Diagnosing SIBO in IBS
The typical methods involved in diagnosing SIBO are breath-test measurements of expired gases after a sugar load (most commonly glucose or lactulose) or small bowel fluid aspiration and culture. The prevalence of SIBO diagnosed via breath testing rages from 10% to as high as 84% in the literature.[4,5] Breath testing can be difficult to perform because of the strict requirements for patient compliance and, in the case of glucose breath testing, variability in the absorption of glucose. Similarly, the gold standard, jejunal aspirate and culture, is limited by the invasiveness of the procedure and the anatomic extent of aspirating tube advancement, usually to the proximal 40-60 cm of the small intestine. Several investigators reported their experience with each of these diagnostic techniques during this year's ACG meeting. Bratten and colleagues[6] from Northwestern University in Chicago, Illinois, performed lactulose breath testing (for hydrogen [H+] and methane [CH4+]) in 175 patients with IBS and 23 non-IBS controls. They found that 21% (37/175) of the IBS patients produced CH4+ compared with 9% (2/23) of controls (P = .16). They also found that patients who had CH4+-positive breath tests were more than twice as likely as CH4+-negative IBS patients to have constipation as their predominant stool pattern (odds ratio [OR] = 2.61; 95% confidence interval [CI]: 1.24-5.54; P = .01) and were significantly less likely to have diarrhea (OR = 0.28; 95% CI: 0.13-0.63; P = .001). The observation that CH4+-positive breath tests correlate with constipation has been made by other investigators, but the mechanisms underlying the association between CH4+ and constipation remain poorly understood.[7]
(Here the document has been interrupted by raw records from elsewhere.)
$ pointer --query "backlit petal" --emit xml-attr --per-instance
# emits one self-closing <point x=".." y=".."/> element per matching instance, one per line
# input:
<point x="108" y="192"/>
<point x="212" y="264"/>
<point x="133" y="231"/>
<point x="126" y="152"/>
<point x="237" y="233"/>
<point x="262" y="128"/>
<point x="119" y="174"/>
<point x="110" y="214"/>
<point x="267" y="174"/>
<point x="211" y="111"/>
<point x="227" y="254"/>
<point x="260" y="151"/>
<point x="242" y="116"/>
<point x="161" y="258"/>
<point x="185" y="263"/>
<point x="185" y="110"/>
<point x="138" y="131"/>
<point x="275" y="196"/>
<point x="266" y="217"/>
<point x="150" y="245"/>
Ruff and colleagues[8] from the Mayo Clinic College of Medicine in Rochester, Minnesota, reported the results of a retrospective analysis of clinical parameters and results of duodenal aspirate culture in 690 patients. Using the criteria of > 100,000 colony-forming units (cfu)/mL of aspirate for the diagnosis of SIBO, these investigators failed to detect an increased prevalence of SIBO in patients with diagnosed IBS or the symptom of bloating. These results contrast with previous reports using less restrictive cfu/mL criteria for the diagnosis of SIBO, and should be viewed cautiously. Potential pitfalls in this analysis include that many of the patients were taking narcotics, a systematic program of aspiration in patients with IBS was not undertaken, and the duodenal aspirates may not be adequate to rule out distal SIBO.
Bacterial Overgrowth -- Is it Hype or Hope?
During a clinical symposium convened during this year's ACG meeting, leading experts in the field addressed issues surrounding the diagnosis of SIBO and the use of antibiotics and probiotics.[9-11] Dr. Jack DiPalma[9] opened the symposium with a discussion of bacterial overgrowth. He highlighted some of the clinical conditions that predispose patients to bacterial overgrowth, such as postsurgical states, age extremes, and motility abnormalities, as well as the symptoms of overgrowth such as chronic diarrhea, malabsorption, and nutrient deficiencies. He touched on the various diagnostic tests for bacterial overgrowth and identified the best predictive factors among these tests: fasting elevations in H+ or CH4+, a positive 14C D-xylose test, or jejunal culture with > 105 cfu/mL. Dr. DiPalma also discussed the well-known limits of the so-called "gold standard" of small bowel fluid aspiration and culture, which include the invasive nature of the test, oral floral contamination, culture transport difficulties, limited access to the distal small bowel, and the unclear relevance of colonization in the elderly. He concluded by reviewing the ideal testing measures that should be present when testing for bacterial overgrowth. These include measuring both H+ and CH4+, using a standard dose of breath-test substrate, confirming the fasting state of patients undergoing testing when fasting elevations are found during fructose or glucose testing, and the need to test before a colon cleansing (or waiting for at least 30 days after a colon cleansing to test).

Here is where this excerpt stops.